Review: This is a superb book. McCloskey writes from such a deep base of personal experience, that within a few lines we are transported to the heaving, noisy and often foul-smelling deck of a rusty trawler pitching in a cold northern sea or the cramped camaraderie of the galley on a Japanese squid boat. You feel the shudder of the steel deck as the boat pitches into a steep swell, taste the salt in the air and gag on the stench of diesel fumes and dead fish. The book is a collection of essays, exploring the challenges that face commercial fishermen in various parts of the globe. We hear lots of languages - Russian, English, Spanish, Norwegian, Japanese and more - and experience very different cultures, each united by the sea and the grueling task of pulling food from its depths. Gradually, the similarities grow much larger than the differences. No matter where he is, McCloskey can rapidly blend into the crew becoming just one more figure shrouded in foul weather gear pulling in the nets. This remarkable desire to muck-in with the deckhands no matter how hard the work or how severe the conditions, is the secret to his vivid and exciting writing. I can never look at a piece of sushi or a bag of fish and chips in quiet the same way.

Rating: 5 stars
Summary: By Far best by william mccloskey
Review: This was by far of the three books i have red by william mccolskey the favorite he has another book called fish decks cannot find on amazon have to let you know about that one.
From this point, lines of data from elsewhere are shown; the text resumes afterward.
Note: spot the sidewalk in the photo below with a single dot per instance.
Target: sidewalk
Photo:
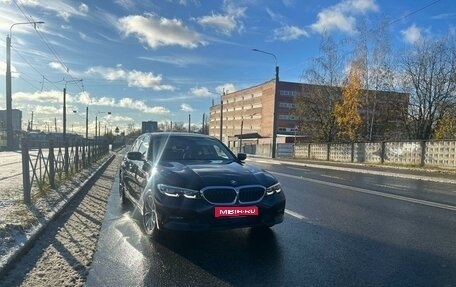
(20, 225)
(425, 173)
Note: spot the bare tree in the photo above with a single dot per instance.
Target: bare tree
(315, 106)
(372, 51)
(430, 78)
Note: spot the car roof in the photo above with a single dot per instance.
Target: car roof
(177, 134)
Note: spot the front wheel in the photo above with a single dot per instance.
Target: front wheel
(149, 216)
(123, 199)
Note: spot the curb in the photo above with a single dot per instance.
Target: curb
(361, 169)
(15, 256)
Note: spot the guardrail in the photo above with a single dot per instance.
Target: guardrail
(50, 166)
(438, 153)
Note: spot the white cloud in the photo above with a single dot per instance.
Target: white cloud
(225, 23)
(227, 88)
(141, 106)
(52, 96)
(412, 34)
(57, 66)
(63, 9)
(287, 33)
(83, 8)
(186, 108)
(201, 92)
(14, 73)
(126, 4)
(157, 32)
(46, 110)
(133, 78)
(341, 16)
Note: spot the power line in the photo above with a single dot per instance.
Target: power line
(414, 12)
(45, 41)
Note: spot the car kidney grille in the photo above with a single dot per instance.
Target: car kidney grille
(230, 195)
(220, 195)
(250, 194)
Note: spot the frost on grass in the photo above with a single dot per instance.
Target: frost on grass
(19, 221)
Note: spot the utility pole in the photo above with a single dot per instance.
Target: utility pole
(87, 122)
(203, 126)
(9, 108)
(221, 115)
(276, 94)
(189, 119)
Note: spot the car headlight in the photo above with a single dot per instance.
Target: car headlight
(174, 191)
(273, 189)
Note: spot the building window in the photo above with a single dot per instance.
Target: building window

unlike highliners and breakers this one is nonfiction and follows along as the author goes back to alaska and around alaska where he served in the coast guard 20 years before and now is crab fishing and goes fishing around georges bank of the coast of chile and new zeland ,indonesia,and japan.looking for fish and shellfish. it also extensively covers the wreck of the exxon valdezand the effect on the fishing industry and the enviroment.Fisherman were making more money selling back buckets of oil back to exxon.He goes to the tokyo tsukiji market which i have seen on a national geographic program. This place is huge they figure they have on any given day 330 different species for sale which come from all around the world for example They have prawns and shrimp from 64 nations the market and auction generate enough trash to fill 200 trash trucks a day.It cover alot of the political side of fishing and how the different regulations have come about to protect the fish.
You read this book it is amazing that they fish with nets miles long and never think about depleteing the resources.Also learned tha over fishing was not the only thing affecting the amount of fish being caught runoff from farms both animal and agricultural.And fish farms that apeear on the surface appear to be a good thing end up causing harm to native fish.